I ask because, if I'm reading the templates in your chart correctly, you don't declare 40000 as a valid port anywhere: your Service definition calls out port 4000. Recent Linkerds don't allow connections to nondeclared ports...
Hi @kflynn , sorry for this mis-understanding because of my initial logs posted in the issue. At that time of posting the logs, I was trying with port 40000. But, because of some reason I changed port value to 4000 recently. The latest helm chart I shared around 2-3 days back in this issue is actually using port 4000 and issue was re-producible.
I am testing this in a pre-production lab environment in which telco-grade software is deployed. Linkerd is deployed in the cluster for protection of tcp streams for pod-to-pod traffic on selected ports.

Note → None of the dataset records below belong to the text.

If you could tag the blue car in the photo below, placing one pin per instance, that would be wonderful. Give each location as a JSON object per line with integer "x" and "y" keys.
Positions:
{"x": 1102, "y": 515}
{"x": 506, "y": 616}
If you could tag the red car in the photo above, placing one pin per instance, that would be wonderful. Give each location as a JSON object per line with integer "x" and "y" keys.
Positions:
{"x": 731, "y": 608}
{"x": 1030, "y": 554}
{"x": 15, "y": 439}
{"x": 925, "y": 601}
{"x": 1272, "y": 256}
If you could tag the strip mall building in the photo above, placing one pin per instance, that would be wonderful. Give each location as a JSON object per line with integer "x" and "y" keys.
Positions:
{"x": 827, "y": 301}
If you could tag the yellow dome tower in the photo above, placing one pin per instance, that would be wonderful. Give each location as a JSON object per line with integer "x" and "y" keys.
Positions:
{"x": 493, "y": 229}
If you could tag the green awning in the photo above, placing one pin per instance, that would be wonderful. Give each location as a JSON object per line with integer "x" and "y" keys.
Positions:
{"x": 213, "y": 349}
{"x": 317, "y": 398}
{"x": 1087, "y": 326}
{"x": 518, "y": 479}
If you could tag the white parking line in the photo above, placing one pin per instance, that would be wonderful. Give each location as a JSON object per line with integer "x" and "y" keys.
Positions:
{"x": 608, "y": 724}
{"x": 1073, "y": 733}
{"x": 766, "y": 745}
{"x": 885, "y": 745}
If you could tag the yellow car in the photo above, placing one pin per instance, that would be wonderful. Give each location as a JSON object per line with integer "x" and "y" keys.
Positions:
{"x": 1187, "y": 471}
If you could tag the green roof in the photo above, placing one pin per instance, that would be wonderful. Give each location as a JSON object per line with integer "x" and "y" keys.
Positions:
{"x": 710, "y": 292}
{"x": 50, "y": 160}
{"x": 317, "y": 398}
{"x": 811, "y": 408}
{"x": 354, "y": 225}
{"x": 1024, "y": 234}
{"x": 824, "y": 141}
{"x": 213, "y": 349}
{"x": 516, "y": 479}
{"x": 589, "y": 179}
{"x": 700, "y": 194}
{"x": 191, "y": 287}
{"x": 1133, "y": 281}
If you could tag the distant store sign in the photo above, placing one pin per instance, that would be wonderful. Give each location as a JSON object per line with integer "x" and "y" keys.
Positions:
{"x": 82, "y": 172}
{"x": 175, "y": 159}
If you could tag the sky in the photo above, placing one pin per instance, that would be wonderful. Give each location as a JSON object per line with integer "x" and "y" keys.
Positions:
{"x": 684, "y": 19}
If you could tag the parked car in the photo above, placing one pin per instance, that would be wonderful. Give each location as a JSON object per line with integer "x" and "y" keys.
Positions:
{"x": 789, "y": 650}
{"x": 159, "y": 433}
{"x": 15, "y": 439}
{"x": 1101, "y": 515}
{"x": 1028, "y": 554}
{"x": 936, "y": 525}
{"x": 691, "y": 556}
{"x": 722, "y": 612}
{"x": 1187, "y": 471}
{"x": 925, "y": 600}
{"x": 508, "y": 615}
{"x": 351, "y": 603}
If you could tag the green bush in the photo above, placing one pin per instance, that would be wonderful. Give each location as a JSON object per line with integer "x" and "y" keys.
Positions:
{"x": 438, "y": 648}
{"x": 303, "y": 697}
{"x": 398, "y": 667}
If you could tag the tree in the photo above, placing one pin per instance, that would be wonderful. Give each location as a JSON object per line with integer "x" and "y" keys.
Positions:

I will also check about your suggestion to use "faces". I will post the results soon.
Actually, @bhati-github, let's back up a minute here. What version of Linkerd are you using? If you just install Faces, does that work?
kubectl create ns faces kubectl annotate ns faces linkerd.io/inject=enabled helm install -n faces faces \ oci://ghcr.io/buoyantio/faces-chart \ --version 2.0.0 \ --set gui.serviceType=LoadBalancer kubectl rollout status -n faces deployIf you open a browser to the
faces-guiService in thefacesnamespace, you should see a grid of faces, some of which are grinning faces on a blue background.I ask because, if I'm reading the templates in your chart correctly, you don't declare 40000 as a valid port anywhere: your Service definition calls out port 4000. Recent Linkerds don't allow connections to nondeclared ports...
I was able to deploy "faces" as per your sequence of commands. After I tried to access the gui, I could see a 4x4 grid of faces (but none of them are actually stable, the faces were keep changing. Sad->Angry->Happy.. It was difficult for me to extract a meaningful picture of the services from that fluctuating display ..
If it is possible for you, we can join together in a teams or zoom call meeting so that I can show you exactly what is happening at my end. If yes, you can let me know your timezone and preferred time along with email id. I will send an invite.
Oh dear, @bhati-github, my apologies for missing this! 🙁 If you're still running into trouble I'd be happy to jump on Zoom sometime -- I'm US/Eastern time, so GMT-5 at the moment.